As we approach the halfway point of the current session of the Indiana General Assembly, the Northwest Indiana Superintendent’s Study Council has serious concerns for Indiana’s legislators and citizens to consider.
When the economy was in the deepest part of the recession a few years ago, the need for school districts to adjust to a reduced level of funding for education was painful but somewhat understandable.
Indiana’s plan was to fund K-12 education with sales tax in lieu of stable property taxes. The elimination of all local property tax support of schools’ general funds was supposed to be offset by higher sales tax revenues. But when sales tax revenue plummeted, so did financial support of public education. School funding was reduced by $300 million per year from previous levels.
Now that Indiana is again operating at a surplus, and its historically sound cash balance has been restored, isn’t it time for public schools to see a restoration of funding cut in the middle of the 2009-10 school year?
Recent discussion from Gov. Mike Pence’s office indicates he would like to add 1 percent to the K-12 section of the budget. Will public schools even receive the full 1 percent increase?
Pence and the Indiana House of Representatives intend to significantly expand the private school voucher program. Under the expanded voucher bill, parents of private school students could receive up to $6,500 per year per child and up to $3,000 in tax deductions for which public school parents who earn much less are not eligible.
Additionally, increased tax credits, tax deductions and increases in the amount of the voucher are being recommended for students already attending private schools. Estimates are surfacing that these tax breaks and voucher increases might amount to almost $50 million. These funds would be removed from the money available for public schools, leaving only half of the proposed 1 percent increase.
After four very lean years for public school systems throughout the state, is this the time to siphon even more money out of public schools for use in private schools?
Most school systems have been operating during the current school year with general fund revenues similar to what they received in 2008, while at the same time aggressively responding to numerous state and federal mandates and implementing appropriate programs. Since annual operation costs have also continued to increase, isn't it time for substantial financial relief for public schools?
Most people recognize that public school systems in Indiana place no restrictions or qualifications on the students who walk through their doors. If a student resides inside the district boundaries, their local school welcomes that student and tailors a program to meet the individual needs of that child.

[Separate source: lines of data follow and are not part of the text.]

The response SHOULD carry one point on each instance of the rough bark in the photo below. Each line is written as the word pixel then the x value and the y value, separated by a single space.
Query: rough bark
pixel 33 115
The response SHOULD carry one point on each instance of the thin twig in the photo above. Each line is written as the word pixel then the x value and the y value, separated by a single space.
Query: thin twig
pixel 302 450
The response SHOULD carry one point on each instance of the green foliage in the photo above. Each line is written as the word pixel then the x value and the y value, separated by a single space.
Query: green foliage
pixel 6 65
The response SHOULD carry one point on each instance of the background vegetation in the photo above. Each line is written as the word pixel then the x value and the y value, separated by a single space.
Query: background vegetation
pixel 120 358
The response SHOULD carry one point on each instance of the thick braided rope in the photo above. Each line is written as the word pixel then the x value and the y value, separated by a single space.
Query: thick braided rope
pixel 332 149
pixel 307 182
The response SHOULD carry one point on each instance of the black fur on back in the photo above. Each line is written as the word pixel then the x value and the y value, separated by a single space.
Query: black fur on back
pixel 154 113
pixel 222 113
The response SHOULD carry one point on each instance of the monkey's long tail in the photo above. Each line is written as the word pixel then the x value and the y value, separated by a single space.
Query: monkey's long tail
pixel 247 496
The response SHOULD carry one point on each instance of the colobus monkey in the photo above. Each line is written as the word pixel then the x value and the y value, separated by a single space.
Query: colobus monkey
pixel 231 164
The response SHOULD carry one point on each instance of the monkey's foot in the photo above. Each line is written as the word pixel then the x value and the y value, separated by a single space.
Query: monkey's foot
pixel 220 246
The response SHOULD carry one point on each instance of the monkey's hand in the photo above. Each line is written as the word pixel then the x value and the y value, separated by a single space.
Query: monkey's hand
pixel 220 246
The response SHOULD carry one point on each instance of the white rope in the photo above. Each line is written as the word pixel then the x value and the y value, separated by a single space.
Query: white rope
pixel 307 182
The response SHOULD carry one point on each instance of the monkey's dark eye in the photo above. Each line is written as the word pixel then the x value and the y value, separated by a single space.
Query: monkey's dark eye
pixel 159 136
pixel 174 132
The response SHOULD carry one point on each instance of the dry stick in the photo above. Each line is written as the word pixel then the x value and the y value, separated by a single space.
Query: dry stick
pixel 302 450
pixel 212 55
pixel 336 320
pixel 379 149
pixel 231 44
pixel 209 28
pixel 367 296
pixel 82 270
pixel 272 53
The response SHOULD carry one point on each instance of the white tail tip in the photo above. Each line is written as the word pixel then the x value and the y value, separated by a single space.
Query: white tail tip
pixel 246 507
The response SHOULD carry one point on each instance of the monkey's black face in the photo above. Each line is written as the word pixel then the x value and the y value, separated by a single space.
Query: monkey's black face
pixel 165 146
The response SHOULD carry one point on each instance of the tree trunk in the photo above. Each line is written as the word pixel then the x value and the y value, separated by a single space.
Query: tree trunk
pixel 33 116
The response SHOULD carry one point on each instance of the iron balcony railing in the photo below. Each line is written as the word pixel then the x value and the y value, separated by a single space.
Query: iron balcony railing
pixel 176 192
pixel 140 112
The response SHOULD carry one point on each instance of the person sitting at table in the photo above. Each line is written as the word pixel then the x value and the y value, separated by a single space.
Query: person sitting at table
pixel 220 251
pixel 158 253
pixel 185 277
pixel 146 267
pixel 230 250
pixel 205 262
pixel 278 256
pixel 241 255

Additionally, it is well known students who require more learning support are served in significantly greater numbers in public schools. Shouldn't this issue be recognized as the Legislature builds the budget for the next two years?
The performance of Indiana’s public schools has improved during the lean financial times of the past four years through the hard work of teachers and administrators.
How much longer can improvements in public schools continue as costs and expectations escalate while funding deteriorates? How much longer until public school systems have to reduce or eliminate educational opportunities for children?
Pence has continually expressed his desire to take the steps necessary to increase the number of good jobs in Indiana. Great companies considering relocation to Indiana will demand high quality public schools as a prerequisite to relocating here.
Our governor and state legislators must demonstrate to the public that it will not abandon public education, but will fund it to meet its ever-increasing expectations.
Please urge your legislators to financially support their public schools.